Schwäbische Zeitung (Tettnang)

In der Union rumort es

Widerstand gegen CSU-Chef Seehofer – Kretschman­n baut Brücken in Sachen Jamaika

- Von Katja Korf und unseren Agenturen

BERLIN/MÜNCHEN/STUTTGART Nach dem Tiefschlag bei der Bundestags­wahl herrscht bei der Union große Unruhe, vor allem bei der CSU. In Bayern wird offen über einen Rückzug von Parteichef Horst Seehofer diskutiert. Am Dienstag forderten immer mehr Landtagsab­geordnete, Orts- und Kreisverbä­nde den Ministerpr­äsidenten auf, Konsequenz­en aus dem historisch schlechten Ergebnis zu ziehen. Konkrete Rücktritts­forderunge­n kamen vor allem von Lokalpolit­ikern aus Franken, der Heimatregi­on seines CSU-internen Widersache­rs Markus Söder. Söder selbst hielt sich, genau wie die Führungsri­ege, bedeckt. Der 68-jährige Seehofer nannte den Streit eine Debatte zur Unzeit.

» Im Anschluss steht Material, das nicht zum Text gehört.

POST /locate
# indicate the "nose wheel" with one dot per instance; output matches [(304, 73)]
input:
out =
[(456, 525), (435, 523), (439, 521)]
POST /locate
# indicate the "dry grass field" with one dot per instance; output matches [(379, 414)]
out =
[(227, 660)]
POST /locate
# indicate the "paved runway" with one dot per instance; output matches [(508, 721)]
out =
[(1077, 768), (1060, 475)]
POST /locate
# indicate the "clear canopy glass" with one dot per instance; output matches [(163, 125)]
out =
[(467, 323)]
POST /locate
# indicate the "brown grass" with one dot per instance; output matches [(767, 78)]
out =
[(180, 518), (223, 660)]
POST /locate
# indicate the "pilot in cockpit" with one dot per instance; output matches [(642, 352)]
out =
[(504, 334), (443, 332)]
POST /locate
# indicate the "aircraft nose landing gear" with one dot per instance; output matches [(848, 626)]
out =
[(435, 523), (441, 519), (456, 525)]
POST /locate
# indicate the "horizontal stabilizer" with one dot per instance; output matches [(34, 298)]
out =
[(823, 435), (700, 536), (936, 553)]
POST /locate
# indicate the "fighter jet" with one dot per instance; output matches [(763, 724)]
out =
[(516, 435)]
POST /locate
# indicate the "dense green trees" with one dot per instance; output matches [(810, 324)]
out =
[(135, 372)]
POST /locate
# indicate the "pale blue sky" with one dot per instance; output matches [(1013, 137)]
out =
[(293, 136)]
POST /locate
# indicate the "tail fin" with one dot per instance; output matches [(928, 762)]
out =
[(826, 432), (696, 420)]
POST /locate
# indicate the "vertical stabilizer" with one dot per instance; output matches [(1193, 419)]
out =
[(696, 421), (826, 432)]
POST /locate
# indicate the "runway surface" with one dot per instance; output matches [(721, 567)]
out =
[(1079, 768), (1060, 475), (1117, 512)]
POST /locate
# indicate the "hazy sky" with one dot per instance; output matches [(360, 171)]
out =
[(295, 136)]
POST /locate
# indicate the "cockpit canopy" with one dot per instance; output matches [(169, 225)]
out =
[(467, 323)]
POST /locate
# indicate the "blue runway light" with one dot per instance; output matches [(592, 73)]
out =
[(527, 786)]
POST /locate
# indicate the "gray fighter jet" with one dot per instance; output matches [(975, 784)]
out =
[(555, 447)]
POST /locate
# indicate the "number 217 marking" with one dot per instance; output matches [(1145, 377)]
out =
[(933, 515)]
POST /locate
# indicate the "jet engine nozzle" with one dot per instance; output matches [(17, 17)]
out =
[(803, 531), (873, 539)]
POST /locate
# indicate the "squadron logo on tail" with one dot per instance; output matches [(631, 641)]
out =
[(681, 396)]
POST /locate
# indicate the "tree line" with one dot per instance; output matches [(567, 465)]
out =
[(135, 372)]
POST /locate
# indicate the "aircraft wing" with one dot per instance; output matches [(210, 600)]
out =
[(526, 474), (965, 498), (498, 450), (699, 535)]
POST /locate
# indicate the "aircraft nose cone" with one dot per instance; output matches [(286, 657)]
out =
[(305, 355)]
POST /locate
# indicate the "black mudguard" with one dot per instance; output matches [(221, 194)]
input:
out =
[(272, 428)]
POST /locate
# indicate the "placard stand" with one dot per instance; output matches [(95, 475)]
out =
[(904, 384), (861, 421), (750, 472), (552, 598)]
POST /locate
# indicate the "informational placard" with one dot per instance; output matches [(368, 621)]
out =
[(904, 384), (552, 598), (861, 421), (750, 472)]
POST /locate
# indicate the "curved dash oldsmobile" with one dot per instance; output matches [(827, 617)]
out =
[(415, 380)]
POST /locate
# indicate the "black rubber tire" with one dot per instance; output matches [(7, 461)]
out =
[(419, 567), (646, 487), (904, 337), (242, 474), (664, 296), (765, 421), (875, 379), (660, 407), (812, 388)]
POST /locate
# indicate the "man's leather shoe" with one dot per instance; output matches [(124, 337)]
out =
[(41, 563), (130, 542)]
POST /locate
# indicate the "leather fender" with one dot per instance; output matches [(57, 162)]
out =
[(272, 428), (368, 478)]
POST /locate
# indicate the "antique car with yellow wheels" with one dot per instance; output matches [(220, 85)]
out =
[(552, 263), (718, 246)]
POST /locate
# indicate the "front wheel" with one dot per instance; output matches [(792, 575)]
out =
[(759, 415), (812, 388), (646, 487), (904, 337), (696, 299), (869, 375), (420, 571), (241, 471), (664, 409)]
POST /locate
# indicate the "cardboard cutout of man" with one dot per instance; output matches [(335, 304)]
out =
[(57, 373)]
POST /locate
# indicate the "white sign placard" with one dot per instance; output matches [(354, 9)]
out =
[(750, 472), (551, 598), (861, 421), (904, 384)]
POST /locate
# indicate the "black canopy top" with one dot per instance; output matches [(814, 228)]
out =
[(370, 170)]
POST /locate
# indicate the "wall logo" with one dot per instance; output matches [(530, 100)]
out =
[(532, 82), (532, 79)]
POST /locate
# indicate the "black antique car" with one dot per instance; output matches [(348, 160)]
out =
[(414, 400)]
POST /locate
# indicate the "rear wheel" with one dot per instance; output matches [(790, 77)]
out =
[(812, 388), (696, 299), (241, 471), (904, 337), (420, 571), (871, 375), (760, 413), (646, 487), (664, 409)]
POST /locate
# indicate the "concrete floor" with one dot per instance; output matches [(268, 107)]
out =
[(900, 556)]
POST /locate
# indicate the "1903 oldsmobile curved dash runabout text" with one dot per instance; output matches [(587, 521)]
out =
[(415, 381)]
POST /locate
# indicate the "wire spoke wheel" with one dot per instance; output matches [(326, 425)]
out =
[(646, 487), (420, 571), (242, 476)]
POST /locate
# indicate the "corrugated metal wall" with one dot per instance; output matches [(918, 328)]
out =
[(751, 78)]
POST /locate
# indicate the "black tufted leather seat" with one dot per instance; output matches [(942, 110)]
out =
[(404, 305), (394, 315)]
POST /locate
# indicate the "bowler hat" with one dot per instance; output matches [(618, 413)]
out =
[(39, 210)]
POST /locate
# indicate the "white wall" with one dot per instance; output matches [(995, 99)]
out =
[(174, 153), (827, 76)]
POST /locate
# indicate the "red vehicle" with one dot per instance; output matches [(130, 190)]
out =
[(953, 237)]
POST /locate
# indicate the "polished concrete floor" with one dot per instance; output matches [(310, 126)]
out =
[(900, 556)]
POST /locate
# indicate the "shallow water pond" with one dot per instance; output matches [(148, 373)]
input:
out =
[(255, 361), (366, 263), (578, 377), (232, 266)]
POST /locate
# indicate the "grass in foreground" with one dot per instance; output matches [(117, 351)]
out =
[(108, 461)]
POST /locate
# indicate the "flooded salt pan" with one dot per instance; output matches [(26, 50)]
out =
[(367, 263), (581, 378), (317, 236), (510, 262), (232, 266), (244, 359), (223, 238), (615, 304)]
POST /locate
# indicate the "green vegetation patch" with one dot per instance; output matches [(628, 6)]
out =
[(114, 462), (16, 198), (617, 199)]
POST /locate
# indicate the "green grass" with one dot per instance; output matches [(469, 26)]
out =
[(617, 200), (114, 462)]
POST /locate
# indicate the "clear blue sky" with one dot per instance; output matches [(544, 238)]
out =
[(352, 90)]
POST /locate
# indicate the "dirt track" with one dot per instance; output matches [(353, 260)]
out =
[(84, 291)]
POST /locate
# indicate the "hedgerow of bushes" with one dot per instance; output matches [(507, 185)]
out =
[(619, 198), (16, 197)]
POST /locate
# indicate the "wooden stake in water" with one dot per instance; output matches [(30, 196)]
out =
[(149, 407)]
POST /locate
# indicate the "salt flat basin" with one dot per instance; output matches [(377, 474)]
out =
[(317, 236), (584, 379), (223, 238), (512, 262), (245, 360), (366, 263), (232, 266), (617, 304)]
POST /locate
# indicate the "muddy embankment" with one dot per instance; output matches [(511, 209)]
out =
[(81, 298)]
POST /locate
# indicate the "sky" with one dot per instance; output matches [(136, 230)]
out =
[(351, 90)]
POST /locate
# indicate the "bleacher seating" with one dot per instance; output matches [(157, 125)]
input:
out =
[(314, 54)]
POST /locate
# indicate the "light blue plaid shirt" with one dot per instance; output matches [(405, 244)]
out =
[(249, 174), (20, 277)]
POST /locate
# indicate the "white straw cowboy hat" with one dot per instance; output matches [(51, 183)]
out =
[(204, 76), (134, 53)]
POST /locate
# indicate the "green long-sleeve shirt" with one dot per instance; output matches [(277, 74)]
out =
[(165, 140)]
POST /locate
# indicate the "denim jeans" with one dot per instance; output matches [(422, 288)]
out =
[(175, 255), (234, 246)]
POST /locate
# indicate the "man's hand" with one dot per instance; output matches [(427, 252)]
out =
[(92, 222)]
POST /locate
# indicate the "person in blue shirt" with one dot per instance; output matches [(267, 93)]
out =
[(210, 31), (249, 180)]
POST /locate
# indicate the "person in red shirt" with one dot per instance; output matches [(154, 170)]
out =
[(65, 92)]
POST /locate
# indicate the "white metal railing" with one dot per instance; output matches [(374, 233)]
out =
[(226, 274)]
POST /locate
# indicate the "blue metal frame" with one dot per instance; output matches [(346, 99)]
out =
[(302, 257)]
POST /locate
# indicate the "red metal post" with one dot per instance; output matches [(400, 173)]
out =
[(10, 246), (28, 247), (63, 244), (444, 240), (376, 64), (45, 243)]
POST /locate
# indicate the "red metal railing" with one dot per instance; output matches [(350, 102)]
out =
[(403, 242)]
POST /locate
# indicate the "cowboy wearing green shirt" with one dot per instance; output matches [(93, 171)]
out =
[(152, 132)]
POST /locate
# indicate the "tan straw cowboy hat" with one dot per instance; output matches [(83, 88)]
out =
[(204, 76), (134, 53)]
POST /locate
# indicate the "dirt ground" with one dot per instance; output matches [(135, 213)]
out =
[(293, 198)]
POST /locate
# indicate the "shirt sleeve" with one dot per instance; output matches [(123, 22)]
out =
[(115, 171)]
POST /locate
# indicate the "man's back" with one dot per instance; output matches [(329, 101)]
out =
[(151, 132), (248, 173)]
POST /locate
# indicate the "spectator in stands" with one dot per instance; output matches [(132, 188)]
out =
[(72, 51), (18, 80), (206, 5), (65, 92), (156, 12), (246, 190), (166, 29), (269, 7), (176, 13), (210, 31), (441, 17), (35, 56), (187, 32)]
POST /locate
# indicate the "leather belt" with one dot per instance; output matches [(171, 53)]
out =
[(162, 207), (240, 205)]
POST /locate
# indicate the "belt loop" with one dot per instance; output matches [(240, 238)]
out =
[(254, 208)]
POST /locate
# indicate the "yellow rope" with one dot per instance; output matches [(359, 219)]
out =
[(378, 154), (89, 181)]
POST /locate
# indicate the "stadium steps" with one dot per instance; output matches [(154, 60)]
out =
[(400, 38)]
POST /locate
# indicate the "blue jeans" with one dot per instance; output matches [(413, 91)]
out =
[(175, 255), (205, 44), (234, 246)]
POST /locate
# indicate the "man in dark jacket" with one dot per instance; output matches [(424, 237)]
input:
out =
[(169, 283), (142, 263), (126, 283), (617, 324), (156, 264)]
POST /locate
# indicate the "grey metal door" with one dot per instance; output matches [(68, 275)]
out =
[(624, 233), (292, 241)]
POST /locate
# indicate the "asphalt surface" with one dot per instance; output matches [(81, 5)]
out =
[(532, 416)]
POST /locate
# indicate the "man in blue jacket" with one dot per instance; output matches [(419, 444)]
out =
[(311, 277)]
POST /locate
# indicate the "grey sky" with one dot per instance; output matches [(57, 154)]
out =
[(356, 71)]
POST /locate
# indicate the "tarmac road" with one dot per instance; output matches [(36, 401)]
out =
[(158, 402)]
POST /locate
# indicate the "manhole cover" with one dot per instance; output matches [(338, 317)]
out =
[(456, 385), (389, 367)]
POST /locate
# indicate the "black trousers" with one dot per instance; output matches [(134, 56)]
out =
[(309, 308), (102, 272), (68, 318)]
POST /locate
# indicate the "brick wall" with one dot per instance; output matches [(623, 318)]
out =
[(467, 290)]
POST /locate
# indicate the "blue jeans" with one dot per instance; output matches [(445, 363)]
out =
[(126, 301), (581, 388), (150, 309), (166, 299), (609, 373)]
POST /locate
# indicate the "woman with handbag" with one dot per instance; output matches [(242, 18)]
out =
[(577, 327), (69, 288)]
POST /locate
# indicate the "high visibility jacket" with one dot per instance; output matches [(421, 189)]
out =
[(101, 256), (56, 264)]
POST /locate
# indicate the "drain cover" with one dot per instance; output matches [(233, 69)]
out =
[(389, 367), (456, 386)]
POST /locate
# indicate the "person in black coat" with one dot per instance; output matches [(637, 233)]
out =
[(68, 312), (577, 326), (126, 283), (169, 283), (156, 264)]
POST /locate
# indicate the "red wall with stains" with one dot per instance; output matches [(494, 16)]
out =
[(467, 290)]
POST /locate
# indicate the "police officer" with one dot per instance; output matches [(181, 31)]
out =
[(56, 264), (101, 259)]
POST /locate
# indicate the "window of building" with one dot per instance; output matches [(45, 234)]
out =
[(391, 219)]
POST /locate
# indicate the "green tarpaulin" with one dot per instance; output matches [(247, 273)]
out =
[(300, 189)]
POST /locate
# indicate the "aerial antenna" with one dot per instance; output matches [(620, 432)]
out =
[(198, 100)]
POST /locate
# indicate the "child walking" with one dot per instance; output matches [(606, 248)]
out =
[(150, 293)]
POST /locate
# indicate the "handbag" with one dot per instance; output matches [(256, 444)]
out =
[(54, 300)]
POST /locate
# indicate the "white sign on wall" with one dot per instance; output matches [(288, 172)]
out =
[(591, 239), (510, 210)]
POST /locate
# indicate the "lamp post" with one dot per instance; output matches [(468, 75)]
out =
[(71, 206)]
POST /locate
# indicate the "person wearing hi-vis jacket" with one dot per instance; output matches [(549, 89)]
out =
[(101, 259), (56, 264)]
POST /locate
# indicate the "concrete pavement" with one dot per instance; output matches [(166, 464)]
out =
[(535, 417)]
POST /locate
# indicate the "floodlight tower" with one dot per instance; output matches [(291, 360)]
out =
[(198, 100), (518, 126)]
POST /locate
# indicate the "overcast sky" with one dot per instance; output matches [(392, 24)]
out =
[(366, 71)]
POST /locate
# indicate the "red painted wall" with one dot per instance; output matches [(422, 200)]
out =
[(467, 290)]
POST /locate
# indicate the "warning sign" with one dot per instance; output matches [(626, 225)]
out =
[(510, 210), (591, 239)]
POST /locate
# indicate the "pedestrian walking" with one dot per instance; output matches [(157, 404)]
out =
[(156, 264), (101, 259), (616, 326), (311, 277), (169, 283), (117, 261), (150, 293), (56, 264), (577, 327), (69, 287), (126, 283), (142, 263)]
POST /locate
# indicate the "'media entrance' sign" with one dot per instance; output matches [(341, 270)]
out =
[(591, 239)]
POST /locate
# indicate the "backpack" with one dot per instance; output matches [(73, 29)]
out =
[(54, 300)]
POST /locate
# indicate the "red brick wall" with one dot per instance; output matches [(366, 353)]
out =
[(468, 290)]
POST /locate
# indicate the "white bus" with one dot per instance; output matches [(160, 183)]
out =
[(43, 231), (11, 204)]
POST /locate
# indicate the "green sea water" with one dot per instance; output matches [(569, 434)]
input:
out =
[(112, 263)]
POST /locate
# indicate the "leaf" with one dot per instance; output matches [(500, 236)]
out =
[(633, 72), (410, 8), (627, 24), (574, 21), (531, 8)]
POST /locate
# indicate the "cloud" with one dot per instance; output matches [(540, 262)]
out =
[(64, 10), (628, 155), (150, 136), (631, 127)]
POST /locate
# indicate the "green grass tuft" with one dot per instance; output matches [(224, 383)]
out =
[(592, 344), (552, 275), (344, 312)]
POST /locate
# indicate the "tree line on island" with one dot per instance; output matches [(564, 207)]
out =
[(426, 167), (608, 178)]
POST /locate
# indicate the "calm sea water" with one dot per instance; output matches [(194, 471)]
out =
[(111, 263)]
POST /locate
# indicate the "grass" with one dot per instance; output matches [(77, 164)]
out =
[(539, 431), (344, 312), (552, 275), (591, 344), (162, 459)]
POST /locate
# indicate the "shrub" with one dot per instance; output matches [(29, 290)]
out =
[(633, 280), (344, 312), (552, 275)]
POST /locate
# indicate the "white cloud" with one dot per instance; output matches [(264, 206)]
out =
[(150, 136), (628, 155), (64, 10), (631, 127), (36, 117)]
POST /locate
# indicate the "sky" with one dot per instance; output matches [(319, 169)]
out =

Auch bei der Schwesterp­artei CDU herrscht Unzufriede­nheit. Volker Kauder bekam bei seiner Wiederwahl zum Unions-Fraktionsc­hef den Unmut zu spüren. Nur gut drei Viertel der Abgeordnet­en stimmten für den 68-Jährigen. Die Union hatte nur 32,9 Prozent erreicht, ihr schwächste­s Ergebnis seit 1949. Schwierig dürften nun die anstehende­n Koalitions­verhandlun­gen mit FDP und Grünen über die Bildung eines Jamaika-Bündnisses werden. Seehofer warnte am Dienstag die Grünen: „Wir werden keine schrägen Kompromiss­e machen.“

Derweil zeigte sich in Stuttgart Baden-Württember­gs grüner Ministerpr­äsident Winfried Kretschman­n optimistis­ch. Die Jamaika-Koalition sei nach dem angekündig­ten Rückzug der SPD in die Opposition ohne Alternativ­e, sagte Kretschman­n am Dienstag in Stuttgart. Als letzte Möglichkei­t bliebe ansonsten nur eine Neuwahl. „Das will doch wohl ernsthaft niemand ins Kalkül ziehen.“

Die 14-köpfige Sondierung­sgruppe seiner Partei stehe in großer Verantwort­ung. Dem Grünen-Team um die Spitzenkan­didaten Katrin Göring-Eckardt und Cem Özdemir gehört aus dem Südwesten neben Kretschman­n auch die Ravensburg­er Bundestags­abgeordnet­e Agnieszka Brugger an. Die Gespräche, so der Ministerpr­äsident, würden konstrukti­v mit dem Ziel geführt, dass es zu Koalitions­verhandlun­gen kommt. Kretschman­n betonte, man werde in die Sondierung ohne Vorbedingu­ngen gehen: „Es werden jetzt keine Knackpunkt­e genannt.“Alles andere wäre unprofessi­onell.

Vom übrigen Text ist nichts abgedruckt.